Characterization of a flexible AAV-DTR/DT mouse model of acute epithelial lung injury

Background & aim: Recurring epithelial injury and aberrant repair are considered as a major driver of idiopathic pulmonary fibrosis (IPF) leading to chronic inflammation, fibroblast activation and ultimately to scarring and stiffening of the lung. As decline of lung function is the first reported symptom by IPF patients and occurs once fibrosis is firmly established, animal models are required to study early disease-driving mechanisms. Methods: We developed a novel and flexible mouse model of acute epithelial injury based on adeno-associated virus (AAV) variant 6.2 mediated expression of the human diphtheria toxin receptor (DTR).
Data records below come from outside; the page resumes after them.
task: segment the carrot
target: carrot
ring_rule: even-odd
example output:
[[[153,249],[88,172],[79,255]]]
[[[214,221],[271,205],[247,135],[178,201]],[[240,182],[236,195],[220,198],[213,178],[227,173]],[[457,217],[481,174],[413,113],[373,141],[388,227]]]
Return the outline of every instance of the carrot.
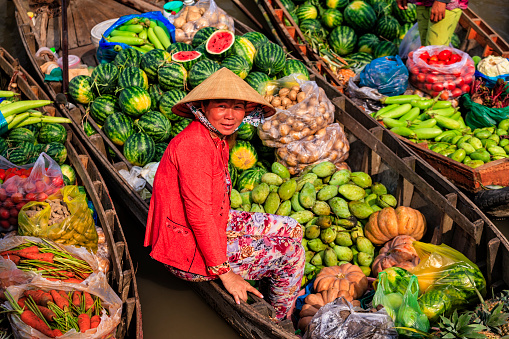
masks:
[[[56,337],[60,337],[60,336],[63,336],[63,333],[62,331],[60,331],[59,329],[54,329],[53,330],[53,338],[56,338]]]
[[[37,307],[39,308],[39,310],[41,311],[42,315],[44,316],[44,318],[47,321],[53,321],[57,317],[57,315],[52,310],[50,310],[49,308],[44,307],[44,306],[39,306],[39,305],[37,305]]]
[[[67,303],[69,303],[69,295],[67,293],[65,293],[65,291],[57,291],[57,292],[62,296],[62,298],[67,300]]]
[[[23,313],[21,313],[21,320],[37,331],[42,332],[50,338],[54,338],[53,330],[51,330],[42,319],[36,316],[34,312],[30,310],[23,311]]]
[[[90,318],[90,328],[97,328],[101,323],[101,317],[98,315],[94,315]]]
[[[92,311],[94,310],[94,299],[88,292],[83,292],[83,295],[85,296],[85,310],[88,311],[90,308],[92,308]]]
[[[72,294],[72,304],[76,307],[80,307],[81,304],[81,292],[80,291],[74,291]]]
[[[60,281],[61,279],[57,279],[57,278],[45,278],[46,280],[49,280],[49,281]]]
[[[53,253],[18,253],[17,255],[26,259],[47,261],[50,263],[53,263],[53,257],[55,256]]]
[[[76,279],[76,278],[68,278],[68,279],[64,279],[62,280],[63,282],[66,282],[66,283],[71,283],[71,284],[79,284],[81,283],[83,280],[81,279]]]
[[[39,247],[34,245],[34,246],[26,247],[26,248],[23,248],[20,250],[3,251],[2,253],[0,253],[0,255],[14,254],[14,255],[18,255],[21,257],[22,254],[26,254],[26,253],[39,253]]]
[[[78,316],[78,326],[81,333],[90,329],[90,316],[86,313],[82,313]]]
[[[25,308],[25,300],[27,300],[27,298],[26,298],[26,297],[22,297],[22,298],[19,298],[19,299],[18,299],[18,305],[19,305],[19,307],[21,307],[21,308]]]
[[[34,299],[35,303],[39,304],[41,302],[41,296],[43,295],[43,293],[44,293],[44,291],[41,291],[41,290],[36,290],[36,291],[26,290],[25,292],[23,292],[23,295],[27,298],[29,296],[31,296],[32,299]]]
[[[64,299],[57,291],[51,290],[49,291],[51,296],[53,297],[53,301],[57,304],[58,307],[64,309],[65,307],[69,307],[69,302],[67,299]]]
[[[41,295],[41,299],[40,299],[39,305],[44,306],[44,307],[48,307],[48,303],[50,301],[53,302],[53,298],[51,297],[51,294],[49,294],[48,292],[44,292]]]
[[[14,255],[14,254],[4,254],[2,255],[2,258],[4,259],[10,259],[12,260],[16,265],[19,264],[19,261],[21,260],[21,258],[18,256],[18,255]]]
[[[0,300],[6,301],[7,298],[5,297],[5,290],[0,290]]]

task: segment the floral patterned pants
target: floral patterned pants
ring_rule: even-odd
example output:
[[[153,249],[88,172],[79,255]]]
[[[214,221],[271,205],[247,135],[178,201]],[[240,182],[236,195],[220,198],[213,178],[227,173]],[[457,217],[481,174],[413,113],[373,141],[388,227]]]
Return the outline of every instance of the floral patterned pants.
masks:
[[[230,267],[246,280],[269,278],[268,301],[280,319],[286,318],[304,274],[302,232],[302,226],[290,217],[230,210],[226,229]],[[187,281],[217,279],[166,267]]]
Following intratracheal administration of diphtheria toxin (DT), a cell-specific death of bronchial epithelial and alveolar epithelial type II cells can be observed. Results: Detailed characterization of the AAV-DTR/DT mouse model revealed increasing cell numbers in bronchoalveolar lavage (BAL; macrophages, neutrophils, and atypical cells) and elevation of apoptotic cells and infiltrated leukocytes in lung tissue, which were dependent of viral genome load and DT dose. Cytokine levels in BAL fluid showed different patterns dependent of viral genome load with IFNγ, TNFα, and IP-10 increasing and IL-5 and IL-6 decreasing, while lung function was not affected. Additionally, laser-capture microdissection-based proteomics of bronchial and alveolar epithelium showed upregulated immune and inflammatory response in all epithelial cell regions and extracellular matrix deposition in infiltrated alveoli, while proteins involved in pulmonary surfactant synthesis, alveolar fluid clearance and alveolar-capillary barrier were downregulated in the parenchyma. Conclusion: Our novel AAV-DTR/DT model resembles specific aspects of pulmonary diseases like IPF and acute respiratory distress syndrome.